M. X c / REDTREE CAPITAL FRANCE, REDTREE CAPITAL Ltd RG 2023014142 - jugement du 16 mai 2025 – chambre 1-9
Mots-clés :
DROIT DES SOCIETES / Annulation de décisions sociales / Dirigeants sociaux / Pactes d’associés
Sommaire :
SAS à 50/50 – révocation de dirigeants – convention de vote – divergence entre statuts et pacte d’associés – mandataire ad hoc pour voter à la place d’un associé.
REDTREE CAPITAL LTD (détenue à 100 % par M. Y), ci-après « RCL », et M. X étaient associés à 50/50 au sein de REDTREE CAPITAL FRANCE, ci-après « RCF », SARL jusqu’à sa transformation en SAS en 2019.
Aux termes d’un pacte d’associés entre RCL et M. X, celui-ci s’était engagé à voter comme son associée, notamment sur la gouvernance de la société.
En 2021, M. X était nommé directeur général, non rémunéré, de RCF, mais, à la suite de désaccords entre MM. X et Y, une assemblée générale le révoquait en 2023.
M. X convoquait, à son tour, une assemblée générale quelques jours plus tard, qui révoquait M. Y de son mandat de président et le nommait à sa place, puis il saisissait le tribunal du litige.
- M. X demandait la nullité de la résolution de la première AG, qui l’avait révoqué, et son rétablissement en qualité de directeur général, ainsi que la validation de la seconde, qui avait révoqué M. Y et l’avait nommé en remplacement. A titre subsidiaire, il sollicitait la révocation judiciaire de M. Y.
- Les défendeurs, qui demandaient le rejet des prétentions adverses, sollicitaient également la nomination d’un mandataire ad hoc pour voter à la place de M. X.
Sur la nullité de la résolution de la première AG qui avait révoqué M. X
Le tribunal rappelle que, dans une SAS, « les statuts déterminent les décisions qui doivent être prises collectivement… dans les formes et conditions qu’ils prévoient » (article L 227-9 du code de commerce) et relève que les statuts de RCF prévoient que la nomination et la révocation du président et du directeur général se font par décision collective à la majorité simple.
Il relève, par ailleurs, que le pacte d’associés fait obligation aux associés de voter sur ce point selon la proposition de RCL. Il observe que, lors de l’AG, M. X avait voté, avec 50 % des voix, contre sa propre révocation, peu important, pour la validité de la décision, que ce fût en violation du pacte, sur lequel les statuts l’emportent en matière de décision sociale.

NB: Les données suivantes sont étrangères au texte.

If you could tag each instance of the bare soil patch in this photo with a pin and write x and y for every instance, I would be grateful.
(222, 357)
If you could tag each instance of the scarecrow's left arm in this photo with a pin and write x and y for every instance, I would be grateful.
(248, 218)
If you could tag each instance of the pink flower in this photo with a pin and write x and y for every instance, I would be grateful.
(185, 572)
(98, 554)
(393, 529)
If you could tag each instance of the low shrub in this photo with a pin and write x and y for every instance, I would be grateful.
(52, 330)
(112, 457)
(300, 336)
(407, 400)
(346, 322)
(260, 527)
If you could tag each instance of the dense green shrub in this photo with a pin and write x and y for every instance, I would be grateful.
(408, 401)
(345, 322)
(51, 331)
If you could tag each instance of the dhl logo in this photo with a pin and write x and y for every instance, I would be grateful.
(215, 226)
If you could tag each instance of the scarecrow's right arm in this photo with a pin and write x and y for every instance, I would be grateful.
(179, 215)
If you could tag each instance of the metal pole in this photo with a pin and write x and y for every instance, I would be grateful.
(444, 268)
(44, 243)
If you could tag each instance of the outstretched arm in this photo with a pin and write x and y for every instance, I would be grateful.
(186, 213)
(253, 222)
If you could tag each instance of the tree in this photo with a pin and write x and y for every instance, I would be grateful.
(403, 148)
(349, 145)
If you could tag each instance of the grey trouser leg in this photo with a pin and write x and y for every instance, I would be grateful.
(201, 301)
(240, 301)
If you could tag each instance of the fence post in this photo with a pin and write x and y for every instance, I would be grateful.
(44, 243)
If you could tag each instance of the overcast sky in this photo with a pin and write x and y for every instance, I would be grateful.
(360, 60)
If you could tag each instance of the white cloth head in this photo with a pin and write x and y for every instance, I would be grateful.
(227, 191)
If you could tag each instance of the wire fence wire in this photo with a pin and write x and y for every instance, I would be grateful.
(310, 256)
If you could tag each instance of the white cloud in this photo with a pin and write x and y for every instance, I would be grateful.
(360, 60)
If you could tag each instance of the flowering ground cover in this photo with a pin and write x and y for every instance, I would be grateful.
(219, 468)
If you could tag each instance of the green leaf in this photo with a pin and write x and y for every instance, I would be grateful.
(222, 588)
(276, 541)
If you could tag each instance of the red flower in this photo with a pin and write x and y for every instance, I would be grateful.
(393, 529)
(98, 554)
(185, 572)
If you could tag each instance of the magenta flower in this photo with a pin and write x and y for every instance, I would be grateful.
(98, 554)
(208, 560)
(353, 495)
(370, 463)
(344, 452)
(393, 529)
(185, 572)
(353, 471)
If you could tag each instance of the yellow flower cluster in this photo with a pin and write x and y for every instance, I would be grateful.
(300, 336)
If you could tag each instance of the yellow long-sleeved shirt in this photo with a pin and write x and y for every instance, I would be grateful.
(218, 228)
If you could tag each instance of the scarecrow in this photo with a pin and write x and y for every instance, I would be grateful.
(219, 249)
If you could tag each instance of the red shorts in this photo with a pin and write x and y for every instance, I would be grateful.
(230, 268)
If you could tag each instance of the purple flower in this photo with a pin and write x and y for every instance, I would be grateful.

Il constate ainsi que la résolution n’avait pas recueilli la majorité, mais seulement 50 % des voix, que c’est donc en violation des statuts que la résolution avait été considérée comme adoptée, et que, sans cette violation, la révocation ne serait pas intervenue. En conséquence, il annule la révocation de M. X, rétablissant celui-ci dans ses fonctions.
Sur la validité de la révocation de M. Y par la seconde AG
Pour la même raison que ci-dessus, la résolution n’ayant recueilli que 50 % des voix (celle de M. X) et non la majorité, le tribunal rejette la demande de validation de la révocation de M. Y.
Sur la demande de révocation judiciaire de M. Y
Le tribunal, vérifiant que la révocation judiciaire a bien été prévue dans les statuts, ce qui est nécessaire pour une SAS, relève que la disposition y figure effectivement : « Le président est révocable par le tribunal de commerce pour cause légitime, à la demande de tout associé ».
Le tribunal rappelle cependant que, par motif légitime d’une révocation, il faut entendre un comportement « de nature à compromettre l’intérêt social ».
Et, constatant que le demandeur échoue à apporter la preuve d’un tel comportement, il rejette la demande.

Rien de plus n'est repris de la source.